Re: schema.org as it could be

[I've snipped out the parts of my original message that are not relevant to 
the reply.]

On 01/06/2014 01:08 PM, Gregg Kellogg wrote:
> On Jan 6, 2014, at 12:33 PM, Peter F. Patel-Schneider <pfpschneider@gmail.com> wrote:
>
>> schema.org As It Should Be
>>
>>
>> This is a pre-formal account of schema.org and schema.org content as I think
>> it should be.
[...]
>>    
>>
>> The types with strict generalization ancestor http://schema.org/Literal are
>> datatypes.  All the data values with the datatype as a direct type are
>> described in the datatypes defining document *(fragment)*. The datatypes
>> are http://schema.org/Boolean, http://schema.org/FloatingPointNumber,
>> http://schema.org/Integer, http://schema.org/Text, http://schema.org/URL,
>> http://schema.org/Date, http://schema.org/DateTime, and
>> http://schema.org/Time.
> Note that http://schema.org/Duration is really an exception here. Nominally, it is roughly equivalent to xsd:Duration, although in examples, the leading "P" is omitted. Also, it is a subclass of http://schema.org/Quantity < http://schema.org/Intangible < http://schema.org/Thing, not http://schema.org/Literal. Really, I think this is a mis-categorization, and http://schema.org/Duration should be a subclass of http://schema.org/Literal.
.
Hmm.  I don't see any indication in schema.org that .../Duration is a 
datatype.  If it is supposed to be then there should be some fixup done on 
schema.org for it and probably the other quantities as well.
>
> Also, I don't find http://schema.org/FloatingPointNumber, but rather http://schema.org/Float.

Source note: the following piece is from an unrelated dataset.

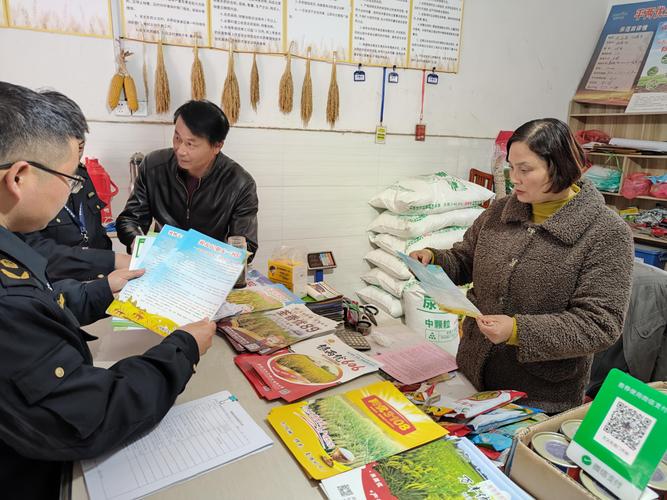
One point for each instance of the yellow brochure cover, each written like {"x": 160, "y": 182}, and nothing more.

Yeah, I forgot that I changed the name to be something useful. Using .../Float 
is a bad idea.  (Of course, there are many other bad names under schema.org, 
this is just the one that ends up in my account.
>
> In my linter, I mostly equate the schema literals with their XSD equivalents, which I think is the intention. In practice, I've never seen any markup which creates a schema:Text datatype for a plain literal. It would certainly be useful if there was the equivalent of owl:sameAs relating the schema.org datatypes to their XSD equivalents, where they exist.
It might be useful to have some indication in schema.org of just what the 
datatypes are.  I didn't delve too deeply into data values, but I agree that 
using the XSD types is a good idea.
>> [...]
>>
>> Bare text can be used as if it was the value for any property.  If the
>> property does not have http://schema.org/Text or http://schema.org/Literal
>> as one of its ranges, but does have one or more datatypes as a range that
>> have a data value that can be written as the bare text then the actual value
>> for the property is one of these data values.  If the property does not have
>> http://schema.org/Text or http://schema.org/Literal as one of its ranges,
>> and does not have any suitable datatypes as a range, but does have one or
>> more non-datatypes as a range, then the actual value for the property is
>> some item that has a type that is one of these ranges and this item has the
>> text as a value of its http://schema.org/description property.  Otherwise
>> the actual value for the property is the bare text itself.
> I think this is an error; there are other cases where a property has schema:rangeIncludes of both object and literal types (see http://schema.org/citation having both CreativeWork and Text in the range). I think that, to be valid, if schema:Text is allowed in the range, it should be in rangeIncludes.
(What is the error that you are claiming here - that I've made some mistake in 
interpreting the conformance section in http://schema.org/docs/datamodel.html 
as requiring something like this or that there is something incoherent in the 
above account or that there is some overreach in the above account or that the 
whole thing is a bad idea?)
>
> That said, I don't believe any formal semantics for domainIncludes/rangeIncludes have ever been defined. I take it to be largely equivalent to the range being an anonymous subclass whiich is the union of the specified types and does not formally permit anything not explicitly stated. If it is intended to permit Text values where only an object datatype is specified, then this should be called out, and the vocabulary made consistent.
>
>  From a processing perspective, I agree that if the value is a literal then the actual value is a literal, or object as the case may be, but that this represents a range violation, IMO.

Well, I would be happy with disallowing bare text except where strings are a 
range, but my reading is that bare text is allowed anywhere, and that this is 
the way of taking the under-specified intent and turning it into something 
that can actually be used without having some background mechanism for mapping 
the text into the referent that the author intended.  (Inferring author intent 
here would require the resources of Bing, Yahoo!, Google, or the NSA.)  I 
thinik that this method provides something slightly useful, and that can be 
extended if something more is known about the referent.  (For example Google 
could use its "I'm feelling (knowledge-graph) lucky" mechanism, and the NSA 
could just look into the author's mind to determine the referent and then put 
that on the source page.)


>
> Gregg

peter

Received on Monday, 6 January 2014 21:56:09 UTC